- Start: 02.10.2020 - 08:55 Uhr
- Ende: 02.10.2020 - 09:13 Uhr
"Und, wie war's?"
Jack schloss die Augen und lehnte sich an die Tür, die er gerade geschlossen hatte. Im Treppenhaus hatte ihn eine Art Zittern übermannt, weil er hinter der schweren Tür endlich Sicherheit und Ruhe finden würde. Doch stattdessen hörte er die Stimme seiner Mutter.
Es war wie ein Dolchstoß. Er liebte seine Mutter, aber ihre Frage war dennoch wie ein Dolchstoß.
"Gut", rief er zu dem Flecken hellen Lichts, das durch die geöffnete Wohnzimmertür auf den dunkeln Flur fiel. Der Duft von warmem Essen wehte ihm entgegen. Er hatte Hunger, aber keine Lust auf Fragen.
Mit einem dumpfen Geräusch fiel die Tasche neben ihm auf die Erde und er schleppte sich durch den dunklen Flur, am Licht und Duft vorbei zu seinem Zimmer.

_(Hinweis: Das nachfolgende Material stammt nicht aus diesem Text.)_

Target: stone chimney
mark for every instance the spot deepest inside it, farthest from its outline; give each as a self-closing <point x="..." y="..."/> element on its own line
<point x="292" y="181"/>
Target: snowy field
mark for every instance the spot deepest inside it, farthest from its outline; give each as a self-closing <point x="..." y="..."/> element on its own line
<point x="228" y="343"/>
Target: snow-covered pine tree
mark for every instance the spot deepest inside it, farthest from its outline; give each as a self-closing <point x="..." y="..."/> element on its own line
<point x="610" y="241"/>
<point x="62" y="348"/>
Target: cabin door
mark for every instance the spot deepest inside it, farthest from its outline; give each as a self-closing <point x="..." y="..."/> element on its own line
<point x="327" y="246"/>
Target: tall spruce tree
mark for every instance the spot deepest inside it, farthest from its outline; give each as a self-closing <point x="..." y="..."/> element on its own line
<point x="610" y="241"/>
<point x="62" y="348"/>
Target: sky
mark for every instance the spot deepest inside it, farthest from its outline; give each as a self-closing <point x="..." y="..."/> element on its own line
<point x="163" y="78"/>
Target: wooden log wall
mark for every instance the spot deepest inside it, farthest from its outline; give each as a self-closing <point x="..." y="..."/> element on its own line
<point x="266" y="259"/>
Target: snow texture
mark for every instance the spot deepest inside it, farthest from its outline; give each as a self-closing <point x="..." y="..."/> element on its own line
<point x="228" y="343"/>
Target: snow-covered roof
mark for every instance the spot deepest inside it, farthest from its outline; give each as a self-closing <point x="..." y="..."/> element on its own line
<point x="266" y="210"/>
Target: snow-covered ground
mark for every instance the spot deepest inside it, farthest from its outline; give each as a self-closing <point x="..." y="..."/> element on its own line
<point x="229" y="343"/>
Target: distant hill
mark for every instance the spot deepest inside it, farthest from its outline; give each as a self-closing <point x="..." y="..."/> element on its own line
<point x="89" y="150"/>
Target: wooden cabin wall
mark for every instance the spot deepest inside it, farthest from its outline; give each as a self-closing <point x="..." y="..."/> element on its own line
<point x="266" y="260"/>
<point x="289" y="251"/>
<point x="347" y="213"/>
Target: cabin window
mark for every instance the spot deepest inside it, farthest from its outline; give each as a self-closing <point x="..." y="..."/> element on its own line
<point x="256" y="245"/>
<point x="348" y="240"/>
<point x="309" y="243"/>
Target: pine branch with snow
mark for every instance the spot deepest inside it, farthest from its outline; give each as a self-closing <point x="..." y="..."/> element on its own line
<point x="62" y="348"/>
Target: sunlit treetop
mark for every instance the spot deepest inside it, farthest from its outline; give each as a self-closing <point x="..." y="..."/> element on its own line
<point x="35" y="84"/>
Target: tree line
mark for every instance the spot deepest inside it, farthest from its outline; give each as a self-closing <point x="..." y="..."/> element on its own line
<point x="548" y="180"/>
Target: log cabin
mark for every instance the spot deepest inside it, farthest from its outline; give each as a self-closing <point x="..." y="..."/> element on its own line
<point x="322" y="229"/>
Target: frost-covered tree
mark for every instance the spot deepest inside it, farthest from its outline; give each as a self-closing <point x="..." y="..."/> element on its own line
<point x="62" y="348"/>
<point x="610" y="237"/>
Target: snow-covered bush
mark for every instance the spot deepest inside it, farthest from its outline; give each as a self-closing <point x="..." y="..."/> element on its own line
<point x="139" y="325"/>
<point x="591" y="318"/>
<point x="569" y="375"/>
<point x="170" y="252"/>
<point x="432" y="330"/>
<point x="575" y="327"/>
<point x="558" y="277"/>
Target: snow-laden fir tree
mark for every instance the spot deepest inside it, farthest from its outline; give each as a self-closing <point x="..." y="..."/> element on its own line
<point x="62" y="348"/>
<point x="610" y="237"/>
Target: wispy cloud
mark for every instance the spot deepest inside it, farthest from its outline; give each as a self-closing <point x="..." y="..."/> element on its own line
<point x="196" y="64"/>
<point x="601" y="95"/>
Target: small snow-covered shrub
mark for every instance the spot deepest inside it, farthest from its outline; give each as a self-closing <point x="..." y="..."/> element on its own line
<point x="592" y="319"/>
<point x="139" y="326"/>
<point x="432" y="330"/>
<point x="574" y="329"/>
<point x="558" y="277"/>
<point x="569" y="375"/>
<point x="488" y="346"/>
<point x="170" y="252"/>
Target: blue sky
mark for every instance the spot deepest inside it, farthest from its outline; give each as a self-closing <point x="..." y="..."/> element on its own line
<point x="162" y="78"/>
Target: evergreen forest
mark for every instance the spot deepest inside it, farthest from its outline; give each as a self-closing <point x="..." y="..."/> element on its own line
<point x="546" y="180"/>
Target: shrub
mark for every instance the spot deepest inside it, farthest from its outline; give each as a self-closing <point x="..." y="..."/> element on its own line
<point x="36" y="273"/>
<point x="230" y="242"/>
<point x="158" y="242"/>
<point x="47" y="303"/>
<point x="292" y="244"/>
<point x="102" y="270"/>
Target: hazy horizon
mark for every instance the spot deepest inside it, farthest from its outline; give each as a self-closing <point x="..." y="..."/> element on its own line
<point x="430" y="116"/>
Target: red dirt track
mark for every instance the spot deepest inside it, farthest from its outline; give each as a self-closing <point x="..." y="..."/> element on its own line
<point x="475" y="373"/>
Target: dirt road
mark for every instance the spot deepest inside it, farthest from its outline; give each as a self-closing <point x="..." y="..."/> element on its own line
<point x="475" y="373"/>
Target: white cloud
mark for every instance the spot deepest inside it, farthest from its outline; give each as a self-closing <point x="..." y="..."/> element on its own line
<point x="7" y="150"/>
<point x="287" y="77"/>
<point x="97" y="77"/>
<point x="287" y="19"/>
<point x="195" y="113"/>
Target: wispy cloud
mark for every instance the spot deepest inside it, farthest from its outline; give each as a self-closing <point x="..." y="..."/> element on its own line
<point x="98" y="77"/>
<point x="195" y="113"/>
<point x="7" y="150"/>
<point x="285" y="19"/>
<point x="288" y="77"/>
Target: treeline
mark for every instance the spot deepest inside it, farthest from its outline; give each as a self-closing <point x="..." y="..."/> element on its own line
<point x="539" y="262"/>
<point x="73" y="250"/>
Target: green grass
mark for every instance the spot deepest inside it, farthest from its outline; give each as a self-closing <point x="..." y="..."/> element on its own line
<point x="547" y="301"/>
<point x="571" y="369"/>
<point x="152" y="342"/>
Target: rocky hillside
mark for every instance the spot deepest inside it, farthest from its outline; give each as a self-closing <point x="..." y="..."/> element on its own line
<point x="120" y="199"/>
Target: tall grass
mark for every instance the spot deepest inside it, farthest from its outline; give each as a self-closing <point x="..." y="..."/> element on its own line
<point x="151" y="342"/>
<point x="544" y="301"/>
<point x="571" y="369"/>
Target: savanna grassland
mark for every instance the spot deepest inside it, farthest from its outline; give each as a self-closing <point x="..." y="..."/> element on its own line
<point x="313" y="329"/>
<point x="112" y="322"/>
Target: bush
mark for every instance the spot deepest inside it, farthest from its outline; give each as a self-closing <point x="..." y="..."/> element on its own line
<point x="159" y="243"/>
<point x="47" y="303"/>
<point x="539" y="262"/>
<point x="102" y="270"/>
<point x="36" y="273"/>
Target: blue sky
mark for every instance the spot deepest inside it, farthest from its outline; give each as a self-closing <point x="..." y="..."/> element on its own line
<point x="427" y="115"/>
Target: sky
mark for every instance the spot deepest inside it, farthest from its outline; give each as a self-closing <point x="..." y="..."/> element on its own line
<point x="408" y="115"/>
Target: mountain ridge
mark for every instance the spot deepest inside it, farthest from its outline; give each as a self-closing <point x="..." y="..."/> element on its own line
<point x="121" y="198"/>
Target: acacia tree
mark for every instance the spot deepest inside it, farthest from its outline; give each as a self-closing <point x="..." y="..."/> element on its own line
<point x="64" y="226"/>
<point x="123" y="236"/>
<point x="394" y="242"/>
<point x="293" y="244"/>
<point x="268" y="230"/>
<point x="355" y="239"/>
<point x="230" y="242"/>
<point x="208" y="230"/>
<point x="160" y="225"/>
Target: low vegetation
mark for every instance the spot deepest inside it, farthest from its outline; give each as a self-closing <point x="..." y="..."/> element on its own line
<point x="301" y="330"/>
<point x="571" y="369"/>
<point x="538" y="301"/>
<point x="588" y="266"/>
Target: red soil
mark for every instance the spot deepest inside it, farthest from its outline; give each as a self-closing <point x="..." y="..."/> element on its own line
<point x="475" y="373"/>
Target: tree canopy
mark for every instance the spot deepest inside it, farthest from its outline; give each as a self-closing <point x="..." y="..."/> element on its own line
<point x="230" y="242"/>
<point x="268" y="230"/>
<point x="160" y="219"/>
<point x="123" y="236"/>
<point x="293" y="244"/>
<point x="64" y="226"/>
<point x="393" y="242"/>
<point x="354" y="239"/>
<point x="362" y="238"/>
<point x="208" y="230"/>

Es war ein schmales, L-förmiges Zimmer, in dem er bereits seine gesamte Jugend verbracht hatte. In dem sein Drang, auf- und umzuräumen immer wieder an seine Grenzen stieß wie ein rauschender Ozean an den Wänden eines Damms. Das schmale Bett passte nur in die eine Ecke, damit blieb für den Schreibtisch nur der Platz vor dem Fenster und Regal und Schrank nahmen den restlichen Platz ein. Überall war eine Handbreit Platz zur Wand. Sein Kopfkissen war neben der Wasserleitung in der Wand, wo ihn nachts jede Spülung im Haus aus dem Schlaf riss.
Direkt nebenan lag das große Zimmer seiner Eltern. Es war geräumig, besaß eine eigene Toilette und einen Zugang zum kleinen Garten. Sie hätten mit ihm getauscht, jederzeit, aber in dem kleineren Zimmer war nicht genug Platz für das Ehebett und den Rangierraum, den der Rollstuhl brauchte.
Jack ließ sich auf das Bett fallen und sah zur Decke. Seine Finger juckten. Jedes Geräusch aus der Küche stach wie eine Nadel in seinen Kopf.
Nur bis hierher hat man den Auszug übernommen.